Raspberry Pi inspires inventors of the future
The UK’s engineers of the future visited the Science Museum in London yesterday to take part in the finals of the PA Raspberry Pi Competition.
Fifty engineering teams from schools and universities designed unique systems based on the low-cost computing platform that would have environmental benefits to society.
The winning teams in each of four age group categories – primary school children, GCSE students, sixth-formers and university students – were announced at the Science Museum.
St Mary’s CE Primary School was the winner of the 8-11 year old category for its Pi ‘n’ Mighty, Raspberry Pi-enabled robot. A bar-code scanner is used to identify whether the packaging on consumable items can be recycled. An LCD read-out tells the user whether their crisp package or drink bottle can be recycled.
“This is the most exciting thing I have ever done,” said a member of the St Mary’s team.

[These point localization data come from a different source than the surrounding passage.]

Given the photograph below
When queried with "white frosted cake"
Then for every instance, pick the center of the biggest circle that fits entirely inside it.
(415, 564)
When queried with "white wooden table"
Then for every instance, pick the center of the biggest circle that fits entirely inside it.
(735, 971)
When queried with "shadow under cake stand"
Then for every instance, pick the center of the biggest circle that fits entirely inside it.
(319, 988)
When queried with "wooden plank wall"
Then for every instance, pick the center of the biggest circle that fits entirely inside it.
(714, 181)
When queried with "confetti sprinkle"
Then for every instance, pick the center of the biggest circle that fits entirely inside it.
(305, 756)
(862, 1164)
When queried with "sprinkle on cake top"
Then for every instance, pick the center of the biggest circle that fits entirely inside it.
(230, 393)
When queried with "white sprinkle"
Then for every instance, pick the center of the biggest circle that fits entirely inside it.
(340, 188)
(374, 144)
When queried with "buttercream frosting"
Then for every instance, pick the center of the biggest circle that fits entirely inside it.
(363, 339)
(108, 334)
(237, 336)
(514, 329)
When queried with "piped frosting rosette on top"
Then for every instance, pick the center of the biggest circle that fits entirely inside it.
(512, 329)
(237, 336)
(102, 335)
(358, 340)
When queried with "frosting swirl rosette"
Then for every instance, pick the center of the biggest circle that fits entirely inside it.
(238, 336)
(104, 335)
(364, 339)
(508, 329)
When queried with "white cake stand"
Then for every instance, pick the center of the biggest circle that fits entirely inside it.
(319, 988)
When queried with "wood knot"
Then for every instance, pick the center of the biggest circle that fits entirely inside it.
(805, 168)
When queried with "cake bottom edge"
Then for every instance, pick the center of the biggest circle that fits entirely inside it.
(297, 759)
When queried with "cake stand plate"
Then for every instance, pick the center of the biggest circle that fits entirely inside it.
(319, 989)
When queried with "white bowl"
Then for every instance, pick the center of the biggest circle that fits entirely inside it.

Frome Community College was the winner of the 11-16 year old category for its Plant Pi, a web-enabled system which tells you whether the plants in your garden have the best growing conditions. Temperature and humidity sensors are used to monitor the environment around the plants. Raspberry Pi allows the system to be web-enabled so it can be controlled remotely.
“Next year we will be using the Raspberry Pi as part of our GCSE computing module,” said a team member.
Newcastle College Digital Skills Academy were winners of the 16-18 year old category for Wetter Forest, that detects the potential for forest fires under hot and dry summer conditions. They have attached moisture and humidity sensors to Raspberry Pi which collects the data and uploads it to a website. An email alert is triggered if levels fall dangerously low.
Two undergraduates from the University of Exeter were winners in category four with PiPark, a system design to reduce CO2 emission by helping drivers to more efficiently locate city parking places. Multiple Raspberry Pi’s with camera attachments are used to monitor the parking places in a car park or street and the data is up-loaded to a website where it can be viewed to locate free spaces.
The compettion was organised by Cambridge-based PA Consulting, to recognise science and engineering education in schools and colleges, and to highlight the potential of the Raspberry Pi computer platform.